The verdict came within 16 months of the crime, a good pace in a painfully slow judicial system.

But just a week ago, another family’s quest for justice in Ahmednagar district was dealt a blow when all the nine men accused of murdering 17-year-old Nitin Aage were acquitted for want of evidence.

“The Kopardi judgment is good and I welcome it. People’s faith in judiciary will strengthen further if the process is expedited in other cases too,” prominent Dalit writer Raosaheb Kasbe told Hindustan Times a few hours after the Kopardi verdict.

The largest district in Maharashtra, Ahmednagar is a part of the sugar-cane belt and has a history of caste strife.

The Kopardi victim was an upper caste Maratha and the rapists Dalits. Aage was a Dalit and all the nine accused Marathas.

Marathas, who are the land owners, account for 40% of the district’s population of 4.5 million, while 21% of the people are scheduled castes and scheduled tribes, many of whom work the fields for the Marathas.

The Kopardi case was keenly followed as it sparked caste protests. Marathas held marches for quick justice while Dalits faced violence in some parts of the state.

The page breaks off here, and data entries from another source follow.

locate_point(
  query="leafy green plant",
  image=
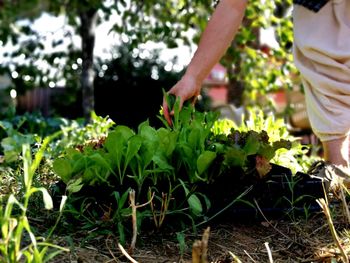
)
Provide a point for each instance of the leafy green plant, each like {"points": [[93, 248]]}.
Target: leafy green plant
{"points": [[277, 132], [14, 227]]}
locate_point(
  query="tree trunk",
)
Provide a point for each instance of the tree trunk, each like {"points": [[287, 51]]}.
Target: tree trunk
{"points": [[236, 87], [88, 19]]}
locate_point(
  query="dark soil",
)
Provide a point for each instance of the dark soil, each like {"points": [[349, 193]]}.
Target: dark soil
{"points": [[288, 241]]}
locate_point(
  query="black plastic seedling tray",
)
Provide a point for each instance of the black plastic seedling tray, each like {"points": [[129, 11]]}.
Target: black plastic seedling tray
{"points": [[277, 194]]}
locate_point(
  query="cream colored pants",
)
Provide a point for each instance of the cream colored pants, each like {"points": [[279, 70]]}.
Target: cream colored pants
{"points": [[322, 55]]}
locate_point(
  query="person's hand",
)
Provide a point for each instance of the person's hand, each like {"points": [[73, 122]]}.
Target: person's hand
{"points": [[188, 88]]}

Aage was murdered on April 28, 2014 in Kharda village for allegedly talking to a Maratha girl. His body was found hanging from a tree, the FIR said.

The post mortem report revealed the scale of violence. Aage’s head and private parts had burns and his face smashed. The girl’s brother, uncle and seven other men were arrested on charges of murder and under the scheduled caste and scheduled tribes (prevention of atrocities) act.

But On November 23, an Ahmednagar court acquitted all the nine for lack of evidence after 16 of the 26 witnesses turned hostile.

“I don’t know what to do. I am at a complete loss,” Aage’s father, Raju, said after the verdict.

While protesting against the Kopardi rape, the Maratha community wanted the SC/ST atrocities act scrapped, a law aimed at preventing caste-based discrimination and violence.

The fault lines run deep.

Three Dalit boys were murdered in January 2013 in Sonai. One of the boys was seeing and upper-caste girl, the FIR says.

The murders were widely reported but the case hasn’t made much progress.

“There is no need to see the caste of victim. Every case involving woman as victim has to be fast-tracked,” advocate Swati Nakhate, who was instrumental in galvanizing the Maratha community after Kopardi incident, wrote in a piece for a news portal.

While Kopardi verdict has been hailed, the Aage case has raised eyebrows. Union minister for social justice Ramdas Athawale, a Dalit, has said the acquittals would be challenged.

The Maharashtra government would re-investigate the case if needed, minister Rajkumar Badole has said.